Sandwich attack: Multi-language Mixture Adaptive Attack on LLMs

Upadhayay, Bibek, Behzadan, Vahid

arXiv.org Artificial Intelligence 

Large Language Models (LLMs) are increasingly being developed and applied, but their widespread use faces challenges. These include aligning LLMs' responses with human values to prevent harmful outputs, which is addressed through safety training methods. Even so, bad actors and malicious users have succeeded in attempts to manipulate the LLMs to generate misaligned responses for harmful questions such as methods to create a bomb in school labs, recipes for harmful drugs, and ways to evade privacy rights. Another challenge is the multilingual capabilities of LLMs, which enable the model to understand and respond in multiple languages. Consequently, attackers exploit the unbalanced pre-training datasets of LLMs in different languages and the comparatively lower model performance in low-resource languages than high-resource ones. As a result, attackers use a low-resource languages to intentionally manipulate the model to create harmful responses. Many of the similar attack vectors have been patched by model providers, making the LLMs more robust against language-based manipulation. In this paper, we introduce a new black-box attack vector called the Sandwich attack: a multi-language mixture attack, which manipulates state-of-the-art LLMs into generating harmful and misaligned responses. GPT-4, and Claude-3-OPUS, show that this attack vector can be used by adversaries to generate harmful responses and elicit misaligned responses from these models. By detailing both the mechanism and impact of the Sandwich attack, this paper aims to guide future research and development towards more secure and resilient LLMs, ensuring they serve the public good while minimizing potential for misuse.
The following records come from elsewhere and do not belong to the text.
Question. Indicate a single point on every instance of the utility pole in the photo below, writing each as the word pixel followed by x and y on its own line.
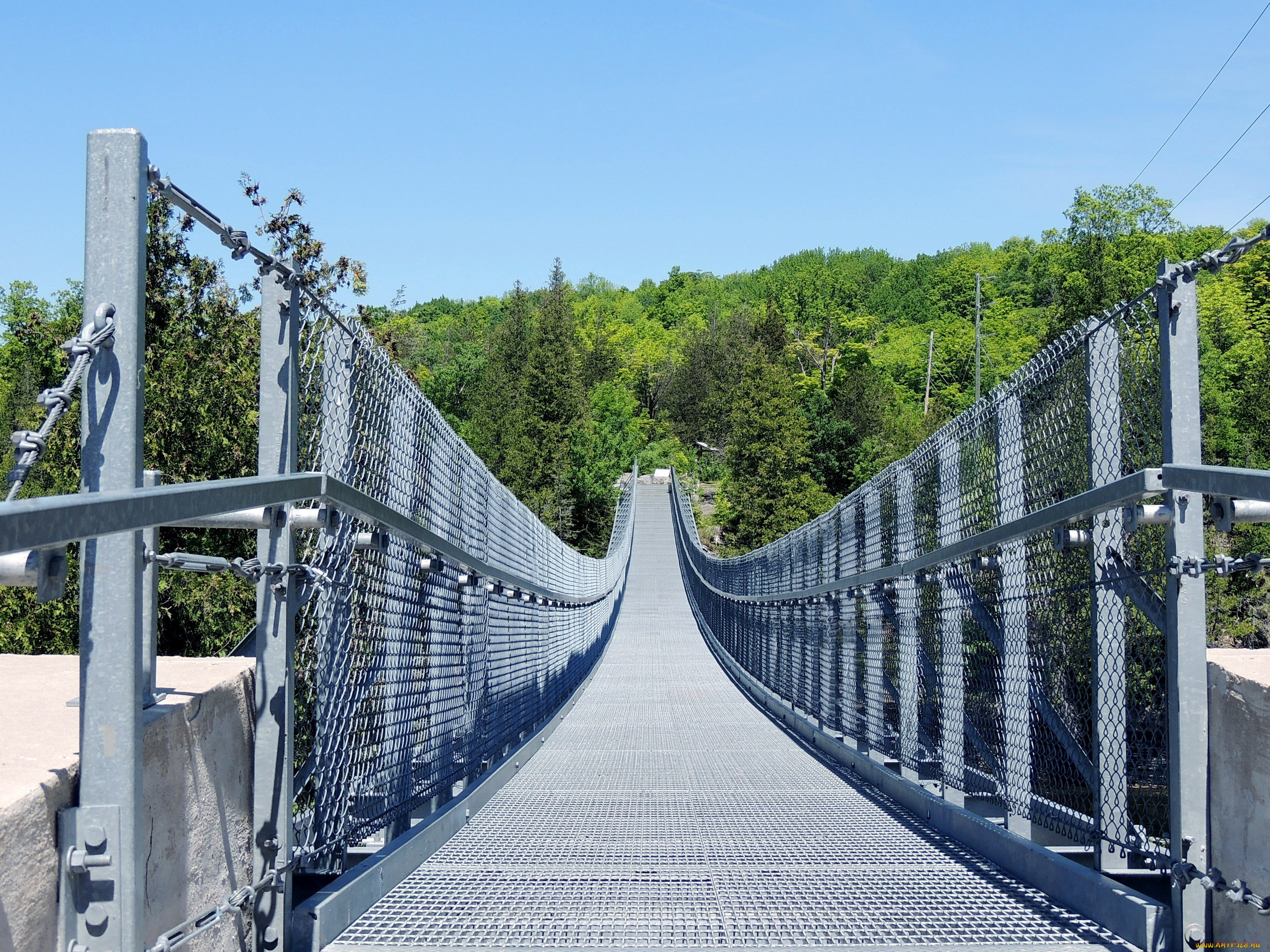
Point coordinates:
pixel 930 359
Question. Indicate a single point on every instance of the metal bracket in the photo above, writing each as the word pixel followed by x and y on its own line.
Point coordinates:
pixel 320 518
pixel 1067 537
pixel 371 541
pixel 89 844
pixel 258 518
pixel 41 569
pixel 1226 512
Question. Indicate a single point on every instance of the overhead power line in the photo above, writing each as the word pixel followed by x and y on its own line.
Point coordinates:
pixel 1246 216
pixel 1139 177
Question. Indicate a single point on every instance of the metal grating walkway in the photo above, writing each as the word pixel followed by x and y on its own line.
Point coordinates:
pixel 666 810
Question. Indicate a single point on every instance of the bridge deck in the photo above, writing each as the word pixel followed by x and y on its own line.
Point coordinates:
pixel 666 810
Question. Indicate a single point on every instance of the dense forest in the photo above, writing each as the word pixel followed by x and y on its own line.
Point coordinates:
pixel 786 386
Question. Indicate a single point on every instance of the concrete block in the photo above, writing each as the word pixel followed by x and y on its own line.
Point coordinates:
pixel 198 792
pixel 1239 746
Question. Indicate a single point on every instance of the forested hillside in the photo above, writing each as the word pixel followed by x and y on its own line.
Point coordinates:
pixel 789 385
Content Warning: This paper contains examples of harmful language. Ethics and Disclosure This paper introduces a new universal attack method for the SOTA LLMs that could potentially be used to elicit harmful content from publicly available LLMs. The adversarial attack method we used in this paper is easy to design and requires low-cost to implement. Despite the associated risks, we firmly believe that sharing the full details of this research and its methodology will be invaluable to other researchers, scholars, and model creators. It encourages them to delve into the root causes behind these attacks and devise ways to fortify and patch existing models. Additionally, it promotes cooperative initiatives centered around the safety of LLMs in multilingual scenarios.